Masur’s report found her capable of knowing right from wrong at the time the subject acts
were committed: “I have no knowledge of mental state defects at the time of the alleged
offense which would interfere with her ability to know the nature and quality of her acts and
to know the difference between right and wrong in relation to her alleged acts at the time.”
¶15. In Joiner v. State, 61 So. 3d 156 (Miss. 2011), our Supreme Court stated that “[i]t is
well-settled that a knowing and voluntary guilty plea waives certain constitutional rights,
among them the privilege against self-incrimination, the right to confront and cross-examine
the State’s witnesses, the right to a jury trial, and the right to have the State prove each
7 element of the offense beyond a reasonable doubt.” Id. at 158 (¶7) (quoting Jefferson v.
State, 556 So. 2d 1016, 1019 (Miss. 1989)). Further, the court in Joiner said that “beyond the
constitutional rights that may be waived, the law is settled that with only two exceptions, the
entry of a knowing and voluntary guilty plea waives all other defects or insufficiencies in the
indictment.” Id. at 158-59 (¶7) (quoting Conerly v. State, 607 So. 2d 1153, 1156 (Miss.
1992)).
¶16. In addition to the petition to enter a guilty plea signed and submitted by Tidwell, the
plea colloquy reveals that Tidwell’s guilty plea was knowing, intelligent, and voluntary. The
trial judge questioned Tidwell thoroughly.
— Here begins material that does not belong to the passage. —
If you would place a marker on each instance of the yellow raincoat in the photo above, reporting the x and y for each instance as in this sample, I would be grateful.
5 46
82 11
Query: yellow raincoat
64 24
Specifically, the trial judge questioned Tidwell
regarding the voluntariness of her plea, verifying what was in the filed plea petition, if she
had been given an opportunity to discuss the petition with her attorney, if her attorney had
explained the petition to her, if she was satisfied with her attorney, and whether she
understood all the rights she was giving up by pleading guilty. Tidwell answered
affirmatively to all of the judge’s questions. Additionally, Tidwell denied being under the
influence of anything that would impair her, having any type of disability, or being threatened
or promised anything in exchange for her guilty pleas.
¶17. Tidwell failed to provide an adequate record on appeal. Tidwell offered no authority
or any evidence from the record supporting her claims of error. Tidwell instead relied on
mere assertions in each and every claim of error raised in the subject PCR motion and
subsequent appeal. Notwithstanding the procedural bars to Tidwell’s claims, the Lafayette
County Circuit Clerk supplemented the record pursuant to an order of this Court. After
8 reviewing the record as supplemented, Tidwell knowingly, intelligently, and voluntarily
entered a plea of guilty, was found mentally competent to enter such a plea, and received
effective assistance of counsel. As such, her claims are without merit. For the foregoing
reasons the circuit court’s denial of Tidwell’s PCR motion is affirmed.
¶18. AFFIRMED.
CARLTON AND J. WILSON, P.JJ., GREENLEE, McDONALD, LAWRENCE, McCARTY AND C. WILSON, JJ., CONCUR. BARNES, C.J., CONCURS IN RESULT ONLY WITHOUT SEPARATE WRITTEN OPINION.